Your Penmonkey DNA

My father was a natural storyteller. Just how he was. He’d come home from work and tell some story about how he pulled some prank on someone (often this guy’s Dad) or how he fought to get pay raises for his guys (Dad was a plant manager, had a team of guys who worked under him). Often he’d wander off into stories: stories of him getting into a knife fight or flipping his snowmobile or how he lost his pinky finger. (I’m not making any of that up. And if you knew the man, you’d grok that. He was well-armed and certain to not take any shit from anyone. Including cops. Or the government at large.)

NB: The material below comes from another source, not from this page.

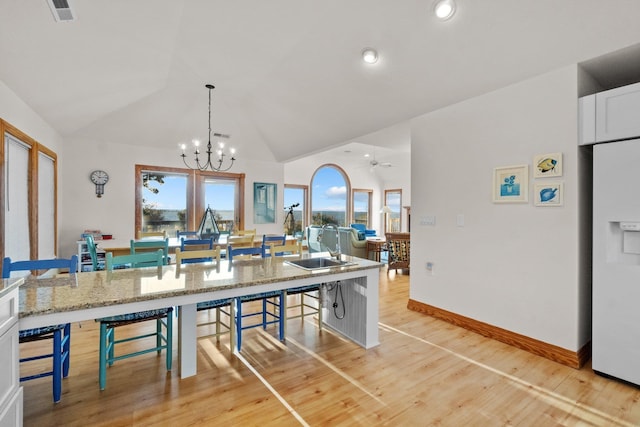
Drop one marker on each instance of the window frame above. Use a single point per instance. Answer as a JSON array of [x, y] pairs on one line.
[[306, 218], [347, 182], [195, 193], [369, 194], [35, 149]]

Some of his stories, you know, I was a kid. I maybe didn’t get them or didn’t really care. But even still, I listened and I absorbed that — and, outside of realizing, “Hey, if there’s ever a zombie apocalypse, I’m trusting my old man to lead the charge against the undead horde,” I also eventually came to realize that some of my inclination toward storytelling is very much nurture over nature. I wasn’t born with it, but rather, it was kind of passed to me — not genes, probably, but memes. Skills and ideas that survive against others.

Of course, even still, it’s reasonable short-hand to call it DNA, I think. Because over time, even though it’s something you pick up rather than something that you’re born with, it still changes your fundamental material, still tweaks your human code a little bit.

So, the question I’m putting forth to you is, who’s in your storytelling DNA? It can be writers, too — hell, I know I’m the turbid broth of Robert McCammon, Douglas Adams, Joe Lansdale, Christopher Moore, and others. But go beyond just those you’ve read and look too to those in your life. Who flipped on that storyteller switch inside your head? Who taught you to love hearing and telling stories?